The zona pellucida is essential for oocyte death and fertilization.
In some older texts, it has also been called zona striata and stratum lucidum[3] (not to be confused with the stratum lucidum of the skin).
Immunocontraception
Glycoproteins in ZP1, 2, 3 and 4 are targets for immunocontraception in the human.
In non-mammalian animals, the zona pellucida (called vitelline layer) plays an important role in preventing cross-breeding of different species, especially in species that fertilize outside of the body (e.g. fish).
The zona pellucida is commonly used to control wildlife population problems by immunocontraception. When the zona pellucida of one animal species is injected into the bloodstream of another, it results in sterility of the second species due to immune response. This effect can be temporary or permanent, depending on the method used. In New Jersey, Porcine zona pellucida is used to keep deer populations low, and this process is commonly referred to as "spay-vac".
Zona pellucida glycoproteins
There are four major zona pellucida glycoproteins, termed ZP1-4. ZP1, ZP3 and ZP4 bind to capacitated spermatozoa and induce the acrosome reaction.Successful fertilization depends on the ability of sperm to penetrate extracellular matrix surrounding eggs. In the mouse:
- ZP3 allows species-specific sperm binding
- ZP2 mediates subsequent sperm binding
- ZP1 cross-links ZP2 and ZP3.
Data with native human protein is not currently available.
Additional images
See also
References
- ^ Conner, SJ; Hughes, DC (2003). "Analysis of fish ZP1/ZPB homologous genes--evidence for both genome duplication and species-specific amplification models of evolution". Reproduction 126 (3): 347–52. doi:10.1530/rep.0.1260347. PMID 12968942.
- ^ Conner, S.J.; Lefièvre, L; Hughes, DC; Barratt, CL (2005). "Cracking the egg: Increased complexity in the zona pellucida". Human Reproduction 20 (5): 1148–52. doi:10.1093/humrep/deh835. PMID 15760956.
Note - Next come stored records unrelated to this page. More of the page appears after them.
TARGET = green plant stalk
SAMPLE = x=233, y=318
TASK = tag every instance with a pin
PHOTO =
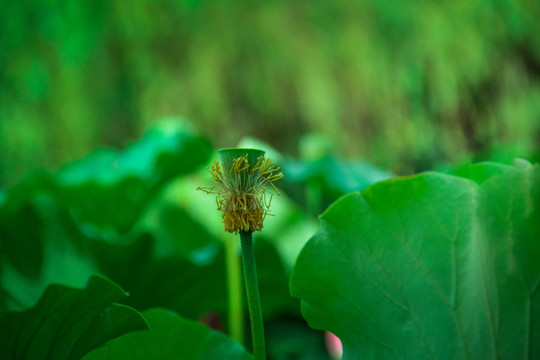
x=252, y=291
x=234, y=285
- ^ Wigham, J. T. (1936). "Endometrioma and other similar abnormalities". Irish Journal of Medical Science 11 (6): 279–80. doi:10.1007/BF02956856.
Further reading
- Bork, Peer; Sander, Chris (1992). "A large domain common to sperm receptors (Zp2 and Zp3) and TGF-β type III receptor". FEBS Letters 300 (3): 237–40. doi:10.1016/0014-5793(92)80853-9. PMID 1313375.
- Oehninger, Sergio (2003). "Biochemical and functional characterization of the human zona pellucida". Reproductive BioMedicine Online 7 (6): 641–8. doi:10.1016/S1472-6483(10)62086-X. PMID 14748962.
- Boja, E. S.; Hoodbhoy, T; Fales, HM; Dean, J (2003). "Structural Characterization of Native Mouse Zona Pellucida Proteins Using Mass Spectrometry". Journal of Biological Chemistry 278 (36): 34189–202. doi:10.1074/jbc.M304026200. PMID 12799386.
- Bagnell C (2005). "Animal Reproduction". Rutgers University Department of Animal Sciences.
- Jovine, Luca; Darie, Costel C.; Litscher, Eveline S.; Wassarman, Paul M. (2005). "Zona Pellucida Domain Proteins". Annual Review of Biochemistry 74: 83–114. doi:10.1146/annurev.biochem.74.082803.133039. PMID 15952882.
- Monné, Magnus; Han, Ling; Jovine, Luca (2006). "Tracking Down the ZP Domain: From the Mammalian Zona Pellucida to the Molluscan Vitelline Envelope". Seminars in Reproductive Medicine 24 (4): 204–16. doi:10.1055/s-2006-948550. PMID 16944418.
- Wassarman, P. M. (2008). "Zona Pellucida Glycoproteins". Journal of Biological Chemistry 283 (36): 24285–9. doi:10.1074/jbc.R800027200. PMC 2528931. PMID 18539589. http://www.pubmedcentral.nih.gov/articlerender.fcgi?tool=pmcentrez&artid=2528931.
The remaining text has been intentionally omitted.